Differences in rates of allogeneic stem cell transplantation were also observed, with 37% of Black patients undergoing allogeneic stem cell transplantation compared to 48.5% of White patients. Although differences in transplantation are frequently linked to access-to-care barriers, the discrepancies observed in this study where all patients were enrolled in a clinical trial indicate that additional factors may also contribute to the lower allogeneic stem cell transplantation rates among Black patients. In the setting of comparable cytogenetic profiles, complete remission rates, and early mortality between racial groups, the inferior overall survival and disease-free survival observed in Black patients may reflect a combination of reduced allogeneic stem cell transplantation utilization, differences in somatic mutation biology, and limitations of ELN risk stratification in guiding disease-free survival–related treatment decisions for Black patients.
Collectively, these findings underscore intrinsic differences in disease biology, prognostic factors, and barriers to allogeneic stem cell transplantation that influence treatment outcomes in Black patients with AML. Incorporating ancestry-related considerations into ELN risk stratification—which plays a critical role in prognostication and therapeutic decision-making—may help reduce racial disparities in outcomes. In addition, comprehensive analyses of mutational profiles, including co-occurring mutations and their interactions in Black patients, along with improved characterization of measurable residual disease–driven depth of response, may further inform treatment strategies and contribute to more equitable outcomes in AML.”
DISCLOSURE: Dr. Jonas has held a consulting or advisory role with AbbVie, BMS, Daiichi Sankyo, Genentech, Gilead, Kura, Rigel, Schrödinger, Syndax, and Treadwell. Dr. Kaleka reported no conflicts of interest.
REFERENCES
1. Saint Fleur-Lominy S, Chen L, Sun Z, et al: Inferior survival in black AML patients treated with intensive chemotherapy in ECOG-ACRIN clinical trials is independent of cytogenetic profiles. 2025 ASH Annual Meeting & Exposition. Abstract 290. Presented December 6, 2025.

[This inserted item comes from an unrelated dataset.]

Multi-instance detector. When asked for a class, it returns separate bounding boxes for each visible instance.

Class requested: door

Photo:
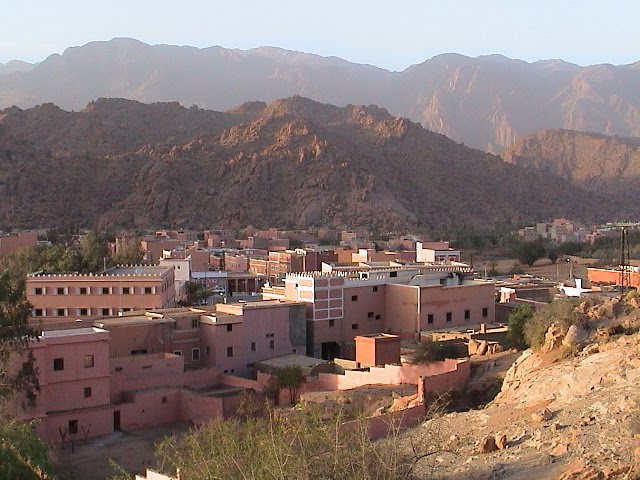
[113,410,120,432]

2. Bhatnagar B, Zhao Q, Fisher JL, et al: Poor treatment outcomes of young (< 60 years) African American patients diagnosed with acute myeloid leukemia (Alliance). 2020 ASH Annual Meeting & Exposition. Abstract 6. Presented December 6, 2020.
3. Larkin KT, Nicolet D, Kelly BJ, et al: High early death rates, treatment resistance, and short survival of Black adolescents and young adults with AML. Blood Adv 6: 5570–5581, 2022.
4. Shah AK, Shah R, Mandal D, et al: Racial disparities and survival outcomes in secondary acute myeloid leukemia: A SEER-based analysis. J Clin Oncol 43: e18540, 2025.